All six are now on iPlayer and will be broadcast on BBC 4 – dates to be announced:

The productions in Stratford on the apron stage are second to none, so I do highly recommend them.  Forget about the Shakespeare you were condemned to studying at school – these productions are another thing altogether.

The ones I will be watching are Hamlet, Much Ado about Nothing, and Othello, all of which have won 4 and 5* reviews.  Romeo and Juliet is 3* but was ‘very popular with the audience’ so I may watch that too.

If you feel you are not a ‘Shakespeare lover’, I suggest you try Much Ado About Nothing which is really funny and enjoyable.

Kate Claisse

Trip to Sweeney Todd

The production of this dark tale at Chichester Festival Theatre was fantastic. The scenery was stunning but simple with a circular gallery filled with gaping windows that evoked Victorian working-class London.

Michael Ball ‘quick and quiet and clean e’ was’ and quite unrecognisable as Todd, pale, dark eyes with greasy hair, until he sang and in his loud voice he then glared round at the audience and declared ‘We all deserve to die’. It was a quite mesmerising performance.

His pie making accomplice, Mrs Lovatt, (Imelda Staunton) so lustful and in love with him, was both comic and evil, with a very good voice. The music as you would expect from Sondheim was memorable with one of the best pieces being a wickedly funny number, A Little Priest, sung by Staunton and Ball. They turned it into a competitive game in which each other tries to outwit the other. Staunton finally challenging him to match her in rhyme (and crime) and comes up with “locksmith”.

All in all it was a great evening and the show well recommended by all.

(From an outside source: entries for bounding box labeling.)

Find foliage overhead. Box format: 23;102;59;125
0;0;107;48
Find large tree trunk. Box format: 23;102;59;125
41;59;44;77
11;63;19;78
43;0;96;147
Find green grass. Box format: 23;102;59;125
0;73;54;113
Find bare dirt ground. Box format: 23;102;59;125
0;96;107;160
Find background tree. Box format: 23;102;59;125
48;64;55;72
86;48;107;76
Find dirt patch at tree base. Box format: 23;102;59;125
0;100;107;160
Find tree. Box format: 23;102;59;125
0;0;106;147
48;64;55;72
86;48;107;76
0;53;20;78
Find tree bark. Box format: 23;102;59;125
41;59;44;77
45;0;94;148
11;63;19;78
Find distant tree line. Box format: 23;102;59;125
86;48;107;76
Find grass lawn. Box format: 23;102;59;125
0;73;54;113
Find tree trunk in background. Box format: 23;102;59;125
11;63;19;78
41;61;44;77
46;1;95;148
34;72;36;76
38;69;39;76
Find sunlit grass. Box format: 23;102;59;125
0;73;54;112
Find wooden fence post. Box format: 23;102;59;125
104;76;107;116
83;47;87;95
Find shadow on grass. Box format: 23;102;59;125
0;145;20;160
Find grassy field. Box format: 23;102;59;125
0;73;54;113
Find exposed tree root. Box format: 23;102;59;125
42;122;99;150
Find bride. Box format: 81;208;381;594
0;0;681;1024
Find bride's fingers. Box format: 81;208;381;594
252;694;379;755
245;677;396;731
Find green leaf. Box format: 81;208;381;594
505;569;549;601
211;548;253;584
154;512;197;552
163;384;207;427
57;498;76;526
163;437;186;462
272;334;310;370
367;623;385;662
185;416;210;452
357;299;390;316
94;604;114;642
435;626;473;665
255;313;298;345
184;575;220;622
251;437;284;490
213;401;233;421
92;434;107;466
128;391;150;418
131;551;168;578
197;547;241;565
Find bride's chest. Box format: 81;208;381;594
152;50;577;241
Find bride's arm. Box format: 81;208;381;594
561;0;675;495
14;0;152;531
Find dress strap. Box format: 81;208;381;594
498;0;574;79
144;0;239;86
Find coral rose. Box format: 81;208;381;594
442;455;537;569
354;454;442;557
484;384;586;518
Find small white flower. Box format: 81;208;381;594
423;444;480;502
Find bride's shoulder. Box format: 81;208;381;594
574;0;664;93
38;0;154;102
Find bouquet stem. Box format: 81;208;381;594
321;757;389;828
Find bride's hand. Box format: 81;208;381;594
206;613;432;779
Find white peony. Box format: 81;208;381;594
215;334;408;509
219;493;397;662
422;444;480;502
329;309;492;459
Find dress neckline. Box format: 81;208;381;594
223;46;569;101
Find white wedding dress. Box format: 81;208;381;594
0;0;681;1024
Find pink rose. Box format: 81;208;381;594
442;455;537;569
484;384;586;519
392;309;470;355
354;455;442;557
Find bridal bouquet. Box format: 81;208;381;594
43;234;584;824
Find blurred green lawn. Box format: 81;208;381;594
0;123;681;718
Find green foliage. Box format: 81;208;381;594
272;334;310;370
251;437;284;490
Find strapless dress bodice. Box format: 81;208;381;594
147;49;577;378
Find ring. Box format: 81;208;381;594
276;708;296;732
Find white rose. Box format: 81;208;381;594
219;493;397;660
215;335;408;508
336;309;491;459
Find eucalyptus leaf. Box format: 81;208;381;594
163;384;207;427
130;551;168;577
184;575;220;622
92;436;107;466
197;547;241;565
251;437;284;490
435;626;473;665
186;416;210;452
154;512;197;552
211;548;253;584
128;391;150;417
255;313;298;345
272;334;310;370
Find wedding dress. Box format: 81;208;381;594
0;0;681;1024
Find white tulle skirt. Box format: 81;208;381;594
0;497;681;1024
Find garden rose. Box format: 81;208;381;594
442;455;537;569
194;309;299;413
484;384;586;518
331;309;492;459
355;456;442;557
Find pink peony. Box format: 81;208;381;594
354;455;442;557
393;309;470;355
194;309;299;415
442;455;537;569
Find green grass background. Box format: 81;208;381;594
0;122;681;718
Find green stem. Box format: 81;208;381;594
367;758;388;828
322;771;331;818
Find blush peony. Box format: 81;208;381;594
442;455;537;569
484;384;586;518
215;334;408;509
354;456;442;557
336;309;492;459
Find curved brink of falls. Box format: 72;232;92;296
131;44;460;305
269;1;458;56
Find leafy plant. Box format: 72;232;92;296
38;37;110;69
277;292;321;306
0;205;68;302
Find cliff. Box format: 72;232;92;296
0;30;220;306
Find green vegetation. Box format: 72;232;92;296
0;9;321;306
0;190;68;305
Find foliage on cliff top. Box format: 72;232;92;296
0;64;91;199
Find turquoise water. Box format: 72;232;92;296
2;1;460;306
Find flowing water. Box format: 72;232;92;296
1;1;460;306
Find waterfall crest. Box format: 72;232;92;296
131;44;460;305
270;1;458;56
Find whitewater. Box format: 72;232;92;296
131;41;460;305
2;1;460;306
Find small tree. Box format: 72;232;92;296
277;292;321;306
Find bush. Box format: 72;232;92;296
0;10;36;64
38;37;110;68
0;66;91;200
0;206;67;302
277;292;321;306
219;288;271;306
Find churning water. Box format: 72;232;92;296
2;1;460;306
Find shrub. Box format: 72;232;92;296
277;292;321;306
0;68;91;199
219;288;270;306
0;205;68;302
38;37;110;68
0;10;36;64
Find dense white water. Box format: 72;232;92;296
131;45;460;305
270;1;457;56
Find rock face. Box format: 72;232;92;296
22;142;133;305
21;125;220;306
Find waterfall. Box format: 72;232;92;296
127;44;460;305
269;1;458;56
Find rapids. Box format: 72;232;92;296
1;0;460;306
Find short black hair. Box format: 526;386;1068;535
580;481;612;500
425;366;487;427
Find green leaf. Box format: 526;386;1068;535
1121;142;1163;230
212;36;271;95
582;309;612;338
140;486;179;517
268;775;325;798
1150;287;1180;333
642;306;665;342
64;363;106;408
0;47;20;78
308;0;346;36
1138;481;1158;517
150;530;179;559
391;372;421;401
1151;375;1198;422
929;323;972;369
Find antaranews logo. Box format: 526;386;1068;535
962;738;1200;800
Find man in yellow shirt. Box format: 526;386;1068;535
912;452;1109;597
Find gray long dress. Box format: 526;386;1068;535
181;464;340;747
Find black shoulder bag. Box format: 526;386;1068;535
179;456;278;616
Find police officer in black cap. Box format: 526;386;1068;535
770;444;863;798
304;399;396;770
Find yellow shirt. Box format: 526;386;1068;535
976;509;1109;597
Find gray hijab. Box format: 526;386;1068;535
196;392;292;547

Sue Fortescue, October 2011

WI Theatre Group

The on-line CFT brochure for the Winter season is out. I thought The Debt Collectors by John Godber might be a good night out and rather pertinent for today’s economic situation. Godber’s plays are always funny and poignant. You may be familiar with Teechers and Bouncers. I plan to get a group together for Wednesday 30th November. The tickets are £18. Please sign up at Tuesday’s meeting or email Mandy.

Theatre Trip to Top Girls

12 of us went to the sell out production of Caryl Churchill’s Top Girls at The Minerva, Chichester. This condemnation of Thatcher’s career women featured an all star female cast. The play opens with a scene in an upmarket restaurant where a group of women are celebrating Marlene’s (Suranne Jones) promotion to CEO of the employment agency Top Girls. Marlene’s friends are historical and mythical figures who had all achieved great things in spite of their sex but suffered as a consequence. Pope Joan was my personal favourite. It was a challenging but thought-provoking evening. My car-load talked about it non-stop all the way home to Felpham.

Trip To Warhorse

Warhorse1

It was like a school outing of old as 15 Bognor WI took up the back seats of the Woods’ Coach. The coffee stop at Denbies’ Vineyard (above) was very welcome but most of us passed on the mouth watering cakes so as not to spoil our lunch. Lunch, what lunch! We reckoned without the traffic chaos in London caused by the protest marches. By the time our coach had been redirected into yet another gridlocked street we stopped worrying about our rumbling stomachs and wondered if we would ever get to the show we had looked forward to for so long. Almost 2 hours behind schedule we finally arrived at Drury Lane. The White Hart did a sterling job rustling up some refreshment for us at short notice before we jogged down to the theatre.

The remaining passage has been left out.